Pak panel wants Osama report to be made public
Islamabad: Former Pakistan Supreme Court judge Justice Javed Iqbal who headed the Abbottabad commission set up to conduct a probe after Al-Qaeda leader Osama bin Laden was eliminated in a covert operation by American troopers has called for the report to be made public and its recommendations implemented.
“Unfortunately, a routine has been made to establish commissions after every incident and then put the findings of the report on the shelf, due to which, there is an impression that commissions are made to pass time so that the public would forget the incident. The report of the Abbottabad commission must (also) be lying on some shelf,” the Dawn quoted Mr Iqbal as saying at a senate meet chaired by PPP senator Rehman Malik.
Mr Iqbal said the report focused on identifying the people responsible for the incident. He said that personalities responsible for the incident had been identified in the report and actions had been suggested.

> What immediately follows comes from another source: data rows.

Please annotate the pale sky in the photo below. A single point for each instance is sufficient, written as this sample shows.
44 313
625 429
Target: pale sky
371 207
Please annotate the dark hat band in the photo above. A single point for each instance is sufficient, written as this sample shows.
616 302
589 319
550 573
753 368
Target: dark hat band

However, if necessary, some of its parts could be left classified, he added. “As I am under oath, I cannot reveal the names of those persons. Only the government can reveal the names,” he said.

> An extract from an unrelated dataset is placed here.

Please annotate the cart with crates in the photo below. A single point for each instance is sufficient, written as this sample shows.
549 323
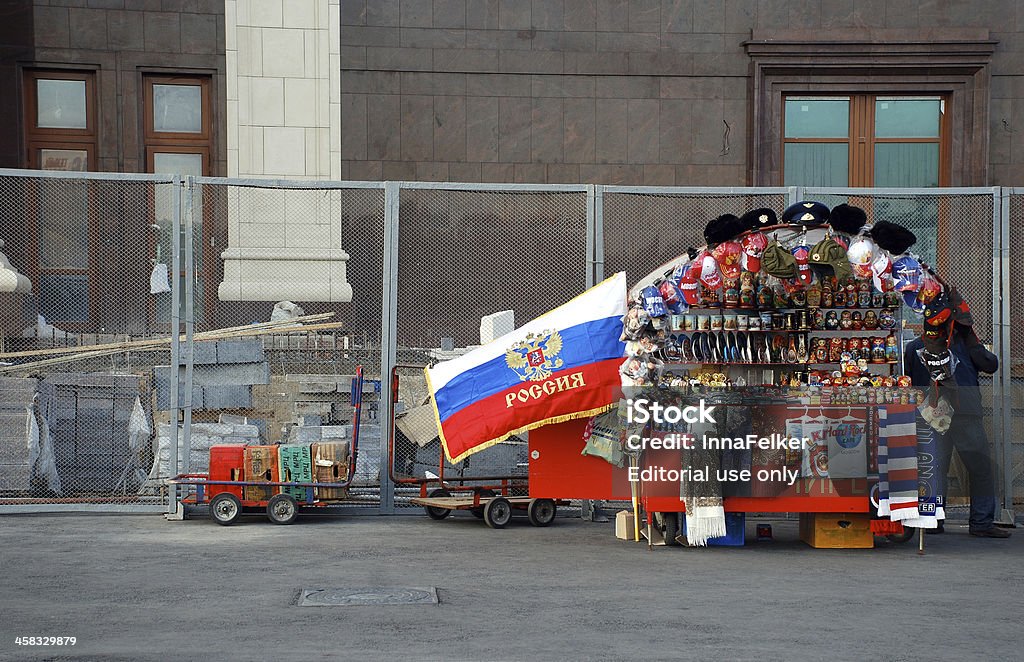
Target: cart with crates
278 480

After Bin Laden was reportedly killed by the American forces in a surgical strike on a house in Abbottabad, Pakistan, on May 2, 2011, questions surfaced as to whether he was deliberately kept in Abbottabad near a training centre of the armed forces.
The government then formed a panel to hold an inquiry into the incident. Other members of the panel were Abbas Khan, Ashraf Jehangir Qazi and retired Lt. Gen. Nadeem Ahmed.
Though the inquiry was completed three years ago, the report was never made public. One version of the report was leaked by an international media group in 2013.
In July 2013, Mr Qazi informed the senate committee on defence that the leaked report was the first draft and not the final version submitted to the Prime Minister. The final copy is said to be a watered-down version of the leaked draft that was highly critical of the armed forces, particularly the Inter-Services Intelligence, not only for its failures, but also for stymieing the growth of civilian intelligence organisations.